Sunday- after a long and awesome night hanging out with the other teams I had to try and figure out a way back to Prague. I made a sweet trade with a South African for his swearshirt, and was invited to ride to Prague with them. Very cool! My flight was on Monday and there would be no way I would be able to get there from Poland on Monday and make my flight. The night before brought a fun evening hangin with Wales and I ended up hitching a ride with them. How cussing awesome!?! 
Now, these dudes are super intelligent and knew more about American politics than I could have cussing cared about. They had a great time telling me how Americans are really viewed and asking questions, laughing hysterically and shooting the breeze about anything and everything. It was a great time. 

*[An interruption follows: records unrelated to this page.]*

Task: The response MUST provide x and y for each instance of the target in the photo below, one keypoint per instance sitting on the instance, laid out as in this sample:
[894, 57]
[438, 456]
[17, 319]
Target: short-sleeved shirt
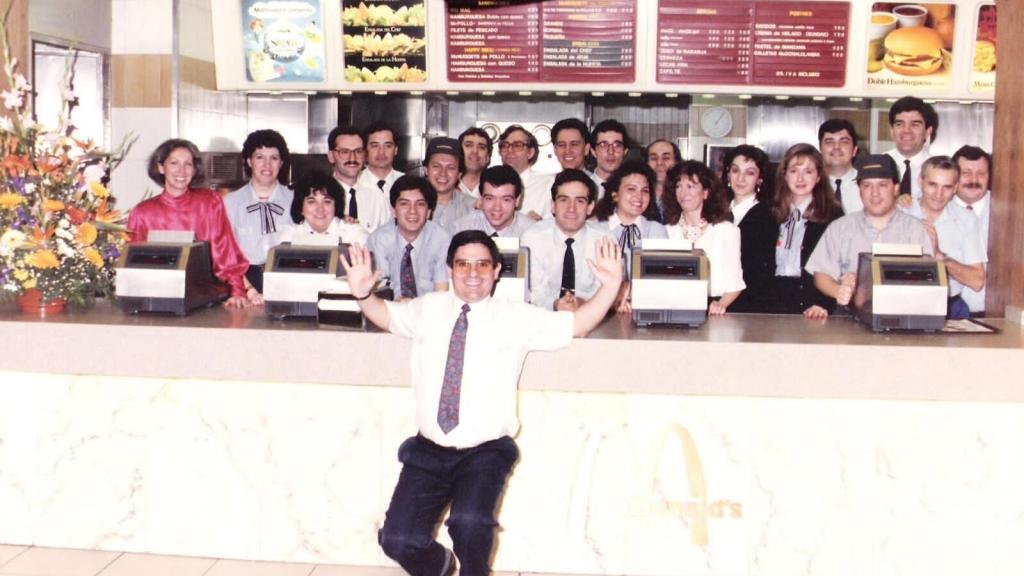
[429, 253]
[547, 252]
[460, 205]
[258, 224]
[958, 238]
[500, 333]
[476, 220]
[839, 250]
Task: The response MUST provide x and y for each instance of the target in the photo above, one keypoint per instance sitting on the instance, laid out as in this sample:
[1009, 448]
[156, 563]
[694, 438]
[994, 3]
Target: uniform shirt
[839, 250]
[721, 244]
[342, 231]
[958, 238]
[460, 205]
[476, 220]
[537, 193]
[547, 251]
[374, 207]
[915, 162]
[249, 227]
[851, 192]
[429, 253]
[369, 180]
[976, 298]
[499, 335]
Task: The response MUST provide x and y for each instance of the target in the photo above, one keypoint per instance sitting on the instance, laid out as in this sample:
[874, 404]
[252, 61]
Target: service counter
[751, 446]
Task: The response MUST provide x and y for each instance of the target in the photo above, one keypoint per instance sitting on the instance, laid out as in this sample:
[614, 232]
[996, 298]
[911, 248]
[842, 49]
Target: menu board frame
[230, 67]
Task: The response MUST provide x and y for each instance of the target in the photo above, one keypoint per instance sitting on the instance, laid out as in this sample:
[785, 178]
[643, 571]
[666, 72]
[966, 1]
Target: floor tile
[8, 551]
[153, 565]
[245, 568]
[58, 562]
[324, 570]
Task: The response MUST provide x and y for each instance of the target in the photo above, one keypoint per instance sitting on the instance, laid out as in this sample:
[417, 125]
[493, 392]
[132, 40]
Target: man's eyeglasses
[481, 266]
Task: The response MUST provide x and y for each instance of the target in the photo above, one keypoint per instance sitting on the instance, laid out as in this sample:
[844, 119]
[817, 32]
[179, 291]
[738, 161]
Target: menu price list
[757, 43]
[527, 41]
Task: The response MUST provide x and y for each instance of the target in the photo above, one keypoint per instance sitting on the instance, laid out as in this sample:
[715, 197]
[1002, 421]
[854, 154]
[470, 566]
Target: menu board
[748, 42]
[910, 46]
[384, 41]
[527, 41]
[983, 65]
[283, 40]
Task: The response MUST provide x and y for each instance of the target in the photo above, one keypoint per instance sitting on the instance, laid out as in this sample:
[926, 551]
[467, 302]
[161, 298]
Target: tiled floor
[31, 561]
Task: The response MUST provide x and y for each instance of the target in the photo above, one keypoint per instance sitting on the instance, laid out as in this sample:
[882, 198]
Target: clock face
[716, 122]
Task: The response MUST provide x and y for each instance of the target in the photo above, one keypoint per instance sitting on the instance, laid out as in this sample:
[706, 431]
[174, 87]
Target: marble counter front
[754, 446]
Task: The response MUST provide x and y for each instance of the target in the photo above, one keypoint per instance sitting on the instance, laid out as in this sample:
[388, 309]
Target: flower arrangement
[59, 233]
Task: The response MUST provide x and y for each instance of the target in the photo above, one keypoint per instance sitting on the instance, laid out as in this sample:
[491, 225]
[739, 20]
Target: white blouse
[721, 243]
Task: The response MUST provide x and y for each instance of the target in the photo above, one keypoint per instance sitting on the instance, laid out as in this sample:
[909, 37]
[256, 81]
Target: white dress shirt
[721, 244]
[915, 163]
[976, 298]
[547, 251]
[499, 335]
[476, 220]
[851, 192]
[537, 193]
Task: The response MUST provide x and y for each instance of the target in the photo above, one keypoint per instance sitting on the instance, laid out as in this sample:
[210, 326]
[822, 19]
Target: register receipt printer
[900, 289]
[170, 273]
[669, 283]
[514, 283]
[295, 275]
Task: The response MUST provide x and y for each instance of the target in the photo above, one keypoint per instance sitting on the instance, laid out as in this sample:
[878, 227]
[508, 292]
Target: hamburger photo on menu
[909, 42]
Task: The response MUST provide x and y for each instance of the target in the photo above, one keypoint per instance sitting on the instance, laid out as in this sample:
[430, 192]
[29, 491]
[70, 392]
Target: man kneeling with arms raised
[467, 354]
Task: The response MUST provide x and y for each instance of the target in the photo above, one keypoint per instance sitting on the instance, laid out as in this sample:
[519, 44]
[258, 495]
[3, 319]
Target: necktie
[353, 207]
[407, 277]
[568, 269]
[904, 184]
[267, 210]
[448, 405]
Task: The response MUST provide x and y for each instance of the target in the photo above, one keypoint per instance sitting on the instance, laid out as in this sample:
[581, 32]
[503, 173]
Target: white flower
[11, 99]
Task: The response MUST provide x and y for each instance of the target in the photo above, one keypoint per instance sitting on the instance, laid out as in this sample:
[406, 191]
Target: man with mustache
[364, 205]
[973, 195]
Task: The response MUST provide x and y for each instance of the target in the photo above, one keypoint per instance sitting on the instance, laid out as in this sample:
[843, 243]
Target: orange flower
[42, 259]
[86, 234]
[10, 200]
[93, 256]
[52, 205]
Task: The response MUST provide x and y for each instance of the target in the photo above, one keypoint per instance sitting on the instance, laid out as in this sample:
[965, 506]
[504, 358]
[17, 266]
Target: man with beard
[974, 196]
[363, 205]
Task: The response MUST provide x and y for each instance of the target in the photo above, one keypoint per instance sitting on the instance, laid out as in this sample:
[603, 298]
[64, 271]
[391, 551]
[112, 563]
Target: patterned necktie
[448, 405]
[353, 207]
[407, 277]
[904, 184]
[568, 269]
[267, 210]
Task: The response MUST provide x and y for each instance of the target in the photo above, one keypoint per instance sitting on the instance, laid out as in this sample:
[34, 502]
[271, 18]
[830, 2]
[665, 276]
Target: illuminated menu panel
[757, 43]
[528, 41]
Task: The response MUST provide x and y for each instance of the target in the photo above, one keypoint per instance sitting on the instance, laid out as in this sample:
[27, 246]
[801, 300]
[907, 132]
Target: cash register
[170, 274]
[514, 280]
[669, 283]
[898, 288]
[296, 274]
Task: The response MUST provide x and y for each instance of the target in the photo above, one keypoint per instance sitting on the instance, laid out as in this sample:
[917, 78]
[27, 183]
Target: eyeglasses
[349, 151]
[481, 266]
[517, 146]
[615, 146]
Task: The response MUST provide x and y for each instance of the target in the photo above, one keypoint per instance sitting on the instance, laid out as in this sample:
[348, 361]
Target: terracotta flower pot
[32, 302]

We hung out in the airport in Prague for a bit, they loved that I didn't have a plan and was going into Prague for the night, we said our farewells (I've been invited over for a few races) and I hit the road into the Old City of Prague.  
That's a whole 'nother disease free story, for another day... 
Next focus: KSC Alumni race... Since I'm going to win, who's your bet for coming in second? (I heard of a little pow wow where guesses were given of our top five, remember friends: what you THINK and what I KNOW, are vastly different). 
Smiley face, wink wink. 
Last Hero and Only Hope!

1 comment:

  1. Great blog. Funny writing. And interesting, of course, to read the thoughts of a runner as good as you.